Search code examples
clinuxmacosunixfwrite

How to output as fast as possible a fixed buffer?


Sample code:

#include <stdio.h>
#include <unistd.h>
#include <sched.h>
#include <pthread.h>

int
main (int argc, char **argv)
{

  unsigned char buffer[128];
  char buf[0x4000];
  setvbuf (stdout, buf, _IOFBF, 0x4000);
  fork ();
  fork ();

  pthread_t this_thread = pthread_self ();

  struct sched_param params;

  params.sched_priority = sched_get_priority_max (SCHED_RR);

  pthread_setschedparam (this_thread, SCHED_RR, &params);


  while (1)
    {
      fwrite (&buffer, 128, 1, stdout);
    }
}

This program opens 4 threads and outputs on stdout the contents of "buffer" which is 128 bytes or 16 long ints on a 64 bit cpu.

If I then run:

./writetest | pv -ptebaSs 800G >/dev/null

I get a speed of about 7.5 GB/s.

Incidentally, that is the same speed I get if I do:

$ mkfifo out
$ dd if=/dev/zero bs=16384 >out &
$ dd if=/dev/zero bs=16384 >out &
$ dd if=/dev/zero bs=16384 >out &
$ dd if=/dev/zero bs=16384 >out &
pv <out -ptebaSs 800G >/dev/null

Is there any way to make this faster? Note. the buffer in the real program is not filled with zeroes.

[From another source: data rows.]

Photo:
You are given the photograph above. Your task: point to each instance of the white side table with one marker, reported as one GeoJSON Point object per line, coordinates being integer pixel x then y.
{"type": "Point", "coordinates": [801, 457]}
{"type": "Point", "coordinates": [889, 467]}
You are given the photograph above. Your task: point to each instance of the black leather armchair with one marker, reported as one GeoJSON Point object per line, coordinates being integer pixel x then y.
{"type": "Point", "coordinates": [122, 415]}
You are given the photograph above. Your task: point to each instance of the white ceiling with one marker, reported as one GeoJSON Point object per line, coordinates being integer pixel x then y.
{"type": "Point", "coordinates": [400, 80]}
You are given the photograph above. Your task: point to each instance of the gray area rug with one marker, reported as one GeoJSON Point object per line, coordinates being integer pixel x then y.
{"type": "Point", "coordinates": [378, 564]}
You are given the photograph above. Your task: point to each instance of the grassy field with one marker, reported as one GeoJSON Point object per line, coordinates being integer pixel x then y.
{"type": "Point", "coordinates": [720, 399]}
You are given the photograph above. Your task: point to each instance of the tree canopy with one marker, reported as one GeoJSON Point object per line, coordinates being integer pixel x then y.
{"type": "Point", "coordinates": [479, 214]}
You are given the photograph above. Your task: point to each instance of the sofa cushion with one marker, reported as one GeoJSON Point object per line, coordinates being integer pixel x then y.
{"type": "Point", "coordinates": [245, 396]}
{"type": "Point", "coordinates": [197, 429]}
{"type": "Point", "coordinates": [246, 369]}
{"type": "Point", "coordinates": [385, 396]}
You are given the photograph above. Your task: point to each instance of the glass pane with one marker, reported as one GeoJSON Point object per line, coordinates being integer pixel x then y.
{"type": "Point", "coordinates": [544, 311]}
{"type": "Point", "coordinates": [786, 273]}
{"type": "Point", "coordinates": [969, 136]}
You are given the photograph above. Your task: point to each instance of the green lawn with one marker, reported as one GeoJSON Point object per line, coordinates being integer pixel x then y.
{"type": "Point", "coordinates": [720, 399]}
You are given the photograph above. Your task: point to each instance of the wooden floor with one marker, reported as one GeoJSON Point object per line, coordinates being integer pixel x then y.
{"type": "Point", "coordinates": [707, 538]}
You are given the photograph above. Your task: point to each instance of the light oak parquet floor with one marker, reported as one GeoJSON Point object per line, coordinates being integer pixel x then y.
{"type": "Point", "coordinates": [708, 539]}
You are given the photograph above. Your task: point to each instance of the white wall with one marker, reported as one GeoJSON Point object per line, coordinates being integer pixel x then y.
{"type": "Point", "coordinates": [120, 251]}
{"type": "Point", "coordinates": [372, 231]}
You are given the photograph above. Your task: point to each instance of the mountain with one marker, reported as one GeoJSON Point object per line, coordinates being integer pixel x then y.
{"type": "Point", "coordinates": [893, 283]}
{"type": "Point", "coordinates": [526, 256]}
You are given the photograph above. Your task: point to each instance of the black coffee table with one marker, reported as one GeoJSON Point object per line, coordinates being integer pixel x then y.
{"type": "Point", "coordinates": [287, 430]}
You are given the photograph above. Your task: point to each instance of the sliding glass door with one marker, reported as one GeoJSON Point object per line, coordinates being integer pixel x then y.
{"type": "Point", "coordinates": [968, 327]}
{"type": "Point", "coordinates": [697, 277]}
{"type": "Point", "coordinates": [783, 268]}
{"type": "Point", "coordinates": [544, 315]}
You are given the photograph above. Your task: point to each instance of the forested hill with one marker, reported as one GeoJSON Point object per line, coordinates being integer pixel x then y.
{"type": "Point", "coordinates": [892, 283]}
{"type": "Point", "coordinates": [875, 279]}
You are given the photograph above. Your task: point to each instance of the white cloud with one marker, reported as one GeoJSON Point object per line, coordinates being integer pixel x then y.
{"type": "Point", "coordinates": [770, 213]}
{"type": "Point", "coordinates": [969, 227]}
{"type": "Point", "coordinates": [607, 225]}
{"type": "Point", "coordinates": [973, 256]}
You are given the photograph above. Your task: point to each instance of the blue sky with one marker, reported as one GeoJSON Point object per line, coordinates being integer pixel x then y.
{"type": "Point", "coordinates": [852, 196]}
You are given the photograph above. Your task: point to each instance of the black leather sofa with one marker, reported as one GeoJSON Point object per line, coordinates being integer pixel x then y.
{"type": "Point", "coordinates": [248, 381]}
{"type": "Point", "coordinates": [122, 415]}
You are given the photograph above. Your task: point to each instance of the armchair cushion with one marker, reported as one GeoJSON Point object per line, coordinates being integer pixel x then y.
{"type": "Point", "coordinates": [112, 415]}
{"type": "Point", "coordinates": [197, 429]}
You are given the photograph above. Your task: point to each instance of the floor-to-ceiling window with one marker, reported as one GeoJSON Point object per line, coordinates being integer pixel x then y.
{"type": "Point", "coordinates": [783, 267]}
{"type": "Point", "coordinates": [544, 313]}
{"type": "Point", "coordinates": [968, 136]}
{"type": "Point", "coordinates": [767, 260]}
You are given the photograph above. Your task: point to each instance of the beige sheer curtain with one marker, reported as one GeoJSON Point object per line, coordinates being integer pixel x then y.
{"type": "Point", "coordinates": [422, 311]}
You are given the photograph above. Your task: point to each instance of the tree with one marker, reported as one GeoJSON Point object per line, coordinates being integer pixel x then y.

my curiosity is to understand how much data can a single program (mutithreaaded or multiprocess) output

It looks like 4 people didn't understand this simple question. I even put in bold the reason of the question.


Solution

  • Well it seems that linux scheduler and IO priorities played had a big role in the slowdown.

    Also, spectre and other cpu vunerability mitigations came to play.

    After further optimization, to achieve a faster speed I had to tune this things:

    1) program nice level (nice -n -20)
    2) program ionice level (ionice -c 1 -n 7)
    3) pipe size increased 8 times.
    4) disable cpu mitigations by adding "pti=off spectre_v2=off l1tf=off" in kernel command line
    5) tuning the linux scheduler
    
    echo -n -1 >/proc/sys/kernel/sched_rt_runtime_us
    echo -n -1 >/proc/sys/kernel/sched_rt_period_us
    echo -n -1 >/proc/sys/kernel/sched_rr_timeslice_ms
    echo -n 0 >/proc/sys/kernel/sched_tunable_scaling
    

    Now the program outputs (on the same pc) 8.00 GB/sec!

    If you have other ideas you're welcome to contribute.